= Hung Wai Ching =

Chinese-American businessman (1905–2002)

Hung Wai Ching (August 1, 1905 – February 9, 2002) was a Chinese-American businessman. He founded the Varsity Victory Volunteers, and was one of the founders of Aloha Airlines.

== Early life and education ==
Ching was born in Honolulu on August 1, 1905. His parents were immigrants from China. He attended McKinley High School and graduated in 1924. He graduated from the University of Hawaii in 1928 with a degree in civil engineering, then attended Union Theological Seminary. In 1932, he earned a master's degree from Yale Divinity School. He also worked at the Nuʻuanu YMCA from 1928 to 1938, then as served as secretary at the Atherton YMCA near the University of Hawaii.

== Career ==
During World War II Ching was invited to be part of the Council for Interracial Unity's Morale Division with Shigeo Yoshida and Charles Loomis. This organization was meant to serve as a bridge between the civilian community and the military. They spoke out about the loyalty of Japanese Americans and prevented the wholesale incarceration of Japanese people in Hawaii.
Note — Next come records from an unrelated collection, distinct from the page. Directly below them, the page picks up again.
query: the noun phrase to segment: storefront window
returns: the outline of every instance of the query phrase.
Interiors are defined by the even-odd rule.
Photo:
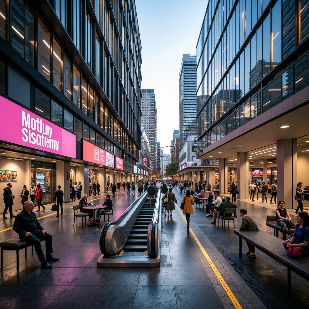
[[[65,109],[63,112],[63,127],[73,132],[73,114]]]
[[[50,81],[50,33],[45,25],[39,19],[38,34],[38,70],[47,79]]]
[[[5,0],[0,0],[0,37],[5,40]]]
[[[53,78],[54,86],[59,91],[61,91],[61,48],[54,39],[53,50]]]
[[[49,98],[42,91],[36,88],[34,108],[36,112],[46,117],[49,118]]]
[[[62,108],[56,102],[52,100],[52,120],[58,125],[62,126]]]

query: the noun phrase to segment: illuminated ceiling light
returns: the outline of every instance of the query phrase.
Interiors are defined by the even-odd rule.
[[[43,42],[45,44],[46,46],[48,47],[49,48],[50,48],[49,45],[48,45],[46,41],[44,40],[43,40]]]
[[[265,151],[265,150],[269,150],[270,149],[274,149],[275,148],[277,148],[277,146],[275,147],[272,147],[271,148],[268,148],[267,149],[263,149],[263,150],[260,150],[260,151],[256,151],[256,152],[252,152],[251,154],[257,154],[258,152],[260,152],[261,151]]]
[[[39,109],[37,107],[36,107],[36,109],[37,109],[38,111],[40,111],[40,112],[41,112],[41,113],[44,113],[44,112],[43,111],[41,110],[40,109]]]
[[[48,69],[47,69],[47,67],[46,67],[44,66],[43,66],[43,65],[42,65],[42,66],[43,66],[43,67],[45,69],[45,70],[46,70],[47,71],[47,72],[48,72],[49,73],[50,73],[50,71],[49,71],[49,70],[48,70]]]
[[[16,32],[16,33],[17,34],[18,34],[19,36],[20,37],[22,38],[22,39],[25,38],[23,36],[23,35],[20,32],[19,32],[19,31],[18,30],[17,30],[17,29],[16,29],[16,28],[15,28],[13,26],[12,26],[12,28],[13,29],[13,30],[14,30],[14,31],[15,32]]]

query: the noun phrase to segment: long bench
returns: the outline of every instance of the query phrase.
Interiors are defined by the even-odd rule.
[[[42,240],[41,241],[42,241]],[[25,256],[27,256],[27,248],[31,246],[31,252],[33,253],[33,245],[30,243],[23,240],[21,240],[18,237],[15,237],[0,243],[1,247],[1,253],[0,256],[0,269],[3,268],[3,252],[7,251],[16,251],[16,268],[19,267],[19,251],[25,249]]]
[[[241,240],[244,239],[287,268],[288,298],[291,298],[291,271],[309,281],[309,257],[293,259],[288,256],[282,240],[266,232],[242,232],[234,229],[239,237],[239,256],[242,258]]]
[[[277,237],[279,237],[279,231],[281,227],[278,224],[277,217],[276,216],[267,216],[266,217],[266,225],[268,226],[270,226],[273,229],[273,235]],[[295,229],[290,229],[289,233],[283,233],[283,240],[285,240],[286,238],[286,234],[291,235],[291,233],[294,233],[295,231]]]

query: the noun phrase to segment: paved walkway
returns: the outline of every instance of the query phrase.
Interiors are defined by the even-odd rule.
[[[174,193],[180,206],[182,196],[179,190]],[[121,191],[111,198],[115,219],[138,198],[137,195],[126,193]],[[89,199],[94,203],[105,200],[101,196]],[[293,299],[287,300],[286,268],[258,251],[255,260],[245,256],[244,250],[243,258],[239,259],[238,238],[232,223],[229,229],[227,223],[222,232],[220,226],[217,229],[210,224],[212,219],[205,216],[205,210],[199,207],[197,210],[195,205],[188,234],[177,207],[171,217],[162,213],[159,268],[97,268],[103,224],[82,228],[78,218],[73,227],[70,209],[73,205],[64,204],[64,215],[59,218],[50,210],[36,213],[53,235],[54,255],[59,258],[52,269],[42,269],[35,253],[25,259],[21,251],[17,273],[15,252],[4,252],[0,308],[232,308],[236,302],[248,308],[309,306],[309,283],[292,273]],[[274,213],[274,205],[273,208],[273,204],[243,201],[237,201],[236,205],[247,209],[260,230],[272,235],[273,230],[266,226],[266,217]],[[235,227],[241,221],[239,215]],[[10,228],[13,222],[12,219],[0,222],[0,241],[16,235]],[[226,284],[224,288],[222,282]],[[232,294],[232,300],[226,288]]]

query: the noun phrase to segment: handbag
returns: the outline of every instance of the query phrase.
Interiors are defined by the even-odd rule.
[[[169,193],[169,192],[168,193]],[[163,200],[163,203],[167,203],[168,201],[168,193],[167,193],[167,195],[166,196],[166,197]]]

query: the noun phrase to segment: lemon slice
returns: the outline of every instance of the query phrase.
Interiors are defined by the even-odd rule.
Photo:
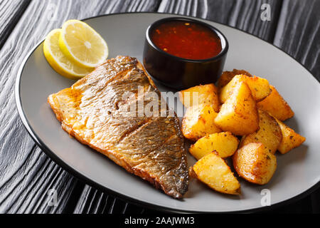
[[[59,45],[65,56],[83,67],[96,67],[103,63],[109,55],[103,38],[78,20],[69,20],[63,24]]]
[[[80,67],[65,56],[59,47],[59,37],[62,29],[51,31],[43,43],[43,53],[51,67],[63,76],[70,79],[80,79],[93,68]]]

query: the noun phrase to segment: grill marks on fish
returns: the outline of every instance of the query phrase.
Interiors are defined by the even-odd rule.
[[[160,100],[157,116],[141,115],[139,105],[150,102],[147,92],[161,98],[136,58],[117,56],[71,88],[50,95],[48,102],[62,128],[78,140],[167,195],[181,198],[188,190],[188,175],[178,120],[161,116],[169,111]],[[131,93],[126,100],[124,93]],[[128,116],[132,105],[134,115]]]

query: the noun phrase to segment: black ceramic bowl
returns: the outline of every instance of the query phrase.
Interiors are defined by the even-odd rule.
[[[171,21],[200,24],[212,30],[220,40],[222,50],[217,56],[201,60],[183,58],[169,54],[157,47],[151,40],[151,32],[160,24]],[[221,75],[229,48],[225,36],[215,27],[200,21],[170,17],[156,21],[146,29],[143,61],[148,73],[163,84],[181,90],[200,84],[215,83]]]

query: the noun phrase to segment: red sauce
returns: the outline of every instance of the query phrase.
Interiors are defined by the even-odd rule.
[[[151,31],[154,43],[178,57],[200,60],[216,56],[222,50],[218,35],[199,24],[181,21],[160,24]]]

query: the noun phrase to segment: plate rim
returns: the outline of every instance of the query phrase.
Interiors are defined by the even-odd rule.
[[[114,16],[114,15],[119,15],[119,14],[166,14],[168,16],[180,16],[190,17],[190,18],[193,18],[193,19],[201,19],[201,20],[204,20],[206,21],[209,21],[209,22],[217,23],[218,24],[220,24],[220,25],[223,25],[223,26],[227,26],[227,27],[229,27],[231,28],[234,28],[234,29],[240,31],[242,33],[245,33],[246,34],[252,36],[260,39],[260,41],[262,41],[270,45],[273,46],[274,47],[277,48],[277,49],[280,50],[282,52],[285,53],[289,57],[294,59],[295,62],[300,64],[305,70],[306,70],[312,76],[312,78],[316,80],[316,82],[320,83],[320,79],[316,78],[313,75],[313,73],[308,68],[306,68],[304,66],[304,64],[299,62],[290,54],[289,54],[284,50],[281,49],[280,48],[277,47],[277,46],[274,45],[273,43],[270,43],[267,42],[267,41],[265,41],[258,36],[256,36],[253,34],[249,33],[248,32],[242,31],[240,28],[233,27],[232,26],[226,25],[226,24],[224,24],[220,23],[220,22],[217,22],[214,20],[208,20],[208,19],[204,19],[202,18],[196,17],[196,16],[186,16],[186,15],[183,15],[183,14],[178,14],[144,11],[144,12],[120,12],[120,13],[101,14],[101,15],[97,15],[97,16],[94,16],[88,17],[88,18],[85,18],[83,19],[81,19],[80,21],[86,21],[86,20],[98,18],[98,17]],[[33,141],[36,142],[36,144],[41,149],[41,150],[43,152],[44,152],[49,157],[50,157],[55,162],[56,162],[58,165],[61,166],[65,170],[71,173],[73,176],[75,176],[78,179],[82,180],[84,183],[89,184],[90,185],[95,187],[102,192],[107,192],[108,194],[112,195],[115,197],[126,200],[126,201],[127,201],[127,202],[132,203],[134,204],[136,204],[136,205],[138,205],[140,207],[142,206],[142,207],[145,207],[146,208],[161,211],[161,212],[178,212],[178,213],[214,213],[214,214],[217,214],[217,213],[251,213],[251,212],[262,212],[262,211],[269,211],[272,209],[277,208],[279,207],[284,206],[286,204],[289,204],[290,203],[297,202],[297,200],[306,197],[307,195],[311,194],[313,192],[314,192],[317,189],[320,188],[320,181],[318,181],[317,183],[314,184],[313,186],[311,186],[309,189],[306,190],[305,191],[304,191],[291,198],[287,199],[287,200],[281,201],[281,202],[278,202],[270,206],[267,206],[267,207],[261,206],[261,207],[255,207],[255,208],[234,210],[234,211],[228,211],[228,212],[203,212],[203,211],[186,210],[186,209],[176,209],[176,208],[172,208],[172,207],[169,207],[156,205],[154,203],[144,202],[144,201],[142,201],[142,200],[139,200],[137,199],[134,199],[132,197],[119,193],[119,192],[114,191],[105,186],[103,186],[103,185],[99,184],[98,182],[96,182],[95,181],[90,179],[89,177],[81,174],[80,172],[73,169],[72,167],[70,167],[69,165],[68,165],[66,162],[65,162],[62,159],[59,158],[55,154],[54,152],[53,152],[49,147],[48,147],[48,146],[43,142],[42,142],[41,138],[38,137],[38,135],[36,133],[34,130],[32,128],[32,127],[31,126],[31,125],[29,123],[28,120],[27,119],[27,118],[25,115],[23,108],[22,107],[21,98],[20,95],[20,87],[21,87],[20,84],[21,84],[21,76],[22,76],[23,69],[26,66],[26,62],[28,61],[29,58],[31,56],[31,55],[33,53],[35,50],[36,48],[38,48],[38,46],[42,44],[42,43],[43,42],[44,40],[45,40],[45,38],[43,38],[43,39],[41,39],[41,41],[40,42],[36,43],[35,45],[35,46],[33,48],[32,48],[31,50],[27,53],[27,55],[24,58],[23,61],[21,63],[21,66],[18,71],[17,75],[16,76],[16,81],[15,81],[15,85],[14,85],[14,97],[15,97],[15,100],[16,100],[16,109],[18,110],[19,117],[23,124],[23,126],[26,129],[28,133],[30,135],[30,136],[31,136],[31,138],[33,140]],[[173,199],[173,200],[177,200]]]

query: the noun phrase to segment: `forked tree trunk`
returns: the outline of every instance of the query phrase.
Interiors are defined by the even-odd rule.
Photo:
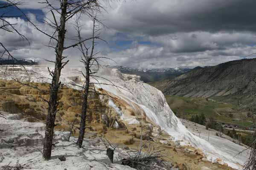
[[[61,5],[61,16],[60,30],[58,33],[58,43],[56,50],[56,60],[54,72],[52,74],[52,79],[50,86],[50,98],[48,104],[48,115],[46,122],[45,136],[44,143],[43,157],[46,160],[51,158],[52,146],[54,134],[54,128],[58,107],[58,94],[62,67],[62,54],[64,50],[64,42],[66,34],[66,16],[67,14],[67,0],[64,0]]]
[[[87,101],[88,100],[88,96],[89,95],[89,88],[90,83],[90,60],[87,60],[86,64],[86,76],[85,78],[85,87],[84,91],[82,94],[83,95],[83,104],[82,106],[82,114],[81,115],[80,130],[79,132],[79,136],[77,140],[77,144],[80,147],[82,147],[84,137],[84,132],[85,130],[85,122],[86,120],[86,113],[87,113]]]

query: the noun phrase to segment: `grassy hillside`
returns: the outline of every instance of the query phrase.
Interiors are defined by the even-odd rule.
[[[175,114],[189,119],[192,115],[201,113],[207,118],[213,117],[217,121],[247,126],[252,124],[252,119],[244,120],[247,112],[238,106],[203,98],[188,98],[166,96],[167,103]]]

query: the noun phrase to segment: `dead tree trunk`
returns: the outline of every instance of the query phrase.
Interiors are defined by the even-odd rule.
[[[60,29],[58,34],[58,42],[55,48],[56,59],[54,72],[52,74],[52,79],[50,86],[50,99],[48,103],[48,115],[46,122],[45,137],[44,143],[43,157],[49,159],[52,152],[52,146],[54,134],[54,123],[58,111],[58,94],[60,83],[61,72],[62,65],[62,54],[64,50],[64,42],[66,34],[65,25],[67,15],[67,0],[64,0],[61,6],[61,14]]]
[[[80,147],[81,147],[83,144],[85,130],[85,122],[86,120],[86,113],[87,113],[87,101],[88,100],[88,96],[89,94],[89,88],[90,85],[90,62],[86,64],[86,74],[85,87],[84,91],[82,94],[83,104],[82,106],[82,114],[80,123],[80,130],[79,132],[79,136],[77,141],[77,144]]]
[[[111,163],[113,163],[114,159],[114,150],[108,148],[107,150],[107,156],[108,156]]]

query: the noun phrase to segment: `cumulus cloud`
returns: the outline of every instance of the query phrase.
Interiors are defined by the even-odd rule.
[[[45,18],[52,17],[47,9],[41,8],[44,4],[37,3],[40,0],[24,1],[27,4],[23,9],[41,10]],[[97,49],[119,65],[191,68],[240,59],[255,52],[254,0],[137,0],[105,5],[107,11],[101,19],[108,28],[102,30],[101,36],[109,43],[101,42]],[[40,25],[34,16],[31,17]],[[17,28],[31,42],[29,46],[17,35],[0,31],[0,38],[14,54],[24,58],[54,57],[54,49],[45,46],[49,38],[22,19],[9,19],[17,24]],[[91,21],[83,17],[81,22],[84,26],[83,36],[89,37]],[[52,32],[49,28],[42,28]],[[72,22],[67,29],[68,45],[74,42],[71,39],[76,31]],[[65,55],[76,60],[80,57],[74,49]]]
In 1943, Ching met with Eleanor and Franklin Roosevelt to report on race conditions in Hawaii and praise the decision not to incarcerate every Japanese person in Hawaii.

When all Japanese soldiers were removed from the Hawaii Territorial Guard in 1942, Ching advocated for a labor battalion to be founded so that these men could still assist the war effort. This organization was called the Varsity Victory Volunteers. Ching continued to support and advocate for these men after the 442nd Regimental Combat Team was founded. When the war ended, Ching helped veterans get jobs and get scholarships to finish their educations. Ching also supported the Hawaii Defense Volunteers, an organization that was similar to the Varsity Victory Volunteers, but with volunteers from the Filipino, Chinese, Korean, and Puerto Rican communities.

After the war, Ching became a real estate broker. He was also one of the founders of Aloha Airlines alongside his brother Hung Wo, and served as a director for 25 years. Ching was a University of Hawaii regent and served as director or trustee of several local businesses and organizations. He died of cancer on February 9, 2002.